Require a simple but effective URL detection web (PHP) site/service to be built.
The service will take a pre-formatted CSV file that contains a listing of businesses with the base level information:
Business Name, Category, Street Address, Town/City Name, Postcode(ZIP), State, Phone Number
"Category" will be a basic description of the business line of trade (like Hairdressers) which might be a beneficial additional piece of information to help limit detection results.
The service will take this list and then for each entry in the list it will create a list of up to 30 'candidate' URLs that belong to this business:
1. Attempt to directly 'guess' the most likely domain name based on the business name (using a couple of simple rules such as removing plural 'florists' > 'florist', removing common words like 'limited', etc.)

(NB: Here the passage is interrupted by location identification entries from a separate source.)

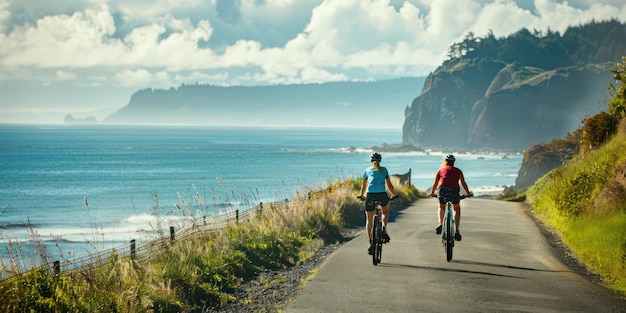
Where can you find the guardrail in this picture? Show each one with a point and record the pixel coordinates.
(143, 251)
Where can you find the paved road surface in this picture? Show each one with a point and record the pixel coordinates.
(503, 264)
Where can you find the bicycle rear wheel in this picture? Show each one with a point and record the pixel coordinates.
(449, 240)
(377, 240)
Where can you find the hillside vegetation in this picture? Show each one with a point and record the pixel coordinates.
(516, 91)
(584, 200)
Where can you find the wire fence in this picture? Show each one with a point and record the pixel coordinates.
(143, 251)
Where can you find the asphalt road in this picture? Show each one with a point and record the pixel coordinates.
(503, 264)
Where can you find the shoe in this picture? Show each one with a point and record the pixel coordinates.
(386, 237)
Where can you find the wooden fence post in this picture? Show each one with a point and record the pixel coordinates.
(57, 268)
(133, 252)
(409, 177)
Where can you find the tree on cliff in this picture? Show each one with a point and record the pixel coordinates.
(617, 105)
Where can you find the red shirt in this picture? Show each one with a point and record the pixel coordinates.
(449, 177)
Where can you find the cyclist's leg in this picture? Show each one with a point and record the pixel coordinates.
(385, 213)
(369, 220)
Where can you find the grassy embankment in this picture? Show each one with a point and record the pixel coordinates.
(582, 202)
(202, 270)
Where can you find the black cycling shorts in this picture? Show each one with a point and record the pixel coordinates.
(382, 197)
(449, 194)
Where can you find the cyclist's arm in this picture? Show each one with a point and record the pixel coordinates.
(434, 187)
(390, 187)
(464, 184)
(363, 187)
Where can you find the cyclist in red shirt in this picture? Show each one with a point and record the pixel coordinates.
(447, 181)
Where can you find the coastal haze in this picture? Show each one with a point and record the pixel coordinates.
(103, 52)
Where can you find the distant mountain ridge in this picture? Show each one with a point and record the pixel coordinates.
(329, 104)
(513, 92)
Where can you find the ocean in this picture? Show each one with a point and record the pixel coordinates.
(86, 187)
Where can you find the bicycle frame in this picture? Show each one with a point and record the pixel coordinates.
(447, 231)
(377, 235)
(448, 227)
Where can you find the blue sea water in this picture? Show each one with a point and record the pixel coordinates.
(94, 185)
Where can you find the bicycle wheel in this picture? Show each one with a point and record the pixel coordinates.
(377, 240)
(449, 240)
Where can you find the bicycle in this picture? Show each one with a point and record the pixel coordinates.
(448, 228)
(377, 240)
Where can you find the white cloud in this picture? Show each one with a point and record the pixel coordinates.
(63, 75)
(163, 43)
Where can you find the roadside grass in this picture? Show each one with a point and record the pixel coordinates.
(579, 202)
(200, 271)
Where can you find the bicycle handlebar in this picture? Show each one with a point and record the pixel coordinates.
(376, 202)
(462, 196)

2. Connect to the top 3 search engines (Google, Bing, Yahoo) and conduct a couple of searches (using the name individually and then with the phone number/city name and other potential combos), to capture the top 5 - 10 URLs returned that most likely match this business
Then, based on this candidate list of URLs for the business, the service must connect and scrape each detected website and try and match the range of fields provided (Name, Address, Postcode, Phone Number, etc.) to appearing in the text somewhere on the candidate website.. depending on how many of these values are detected on the candidate URL will add to a 'confidence' score which attributes how likely that particular website URL belongs to the business in question.
Some intelligent parsing of the incoming data (ie. we may be able to input Post Office and Physical Address details for multi-address checks/matching, phone numbers will be provided with bracketed area codes and these can be optionally stripped for additional phone number checks etc.), as well as scrape results, will yield the most effective outcomes.
The return (or saved to disk) results will then be a return list of the businesses, along with all the candidate URLs, and the confidence rating attributed to each.
Based on the results of your diligent work, you may consequently win a second following project which is to expand this into a much larger ($3k-$5k) and comprehensive interface that allows interactive viewing of the candidate URL data returned, selection of the site to scrape, and then complex parsing of scraped data (images, text blocks, external feeds, etc.) The procession to that phase depends on how well this first stage is built and the kinds of accuracy/depth of results it achieves.
FYI there will be a simple 'black list' of URLs that the detection (through search engines) should ignore - we will load this up with a list of common internet directories which can easily be mistaken as a website home page (because they list the business details as part of their directory)
You will deliver this project in your own hosting environment and allow us to upload some sample (50-100) record sets to see the tool's efficiency prior to commitment and payment (at which time you will then release the full source code for us to host in our own environment).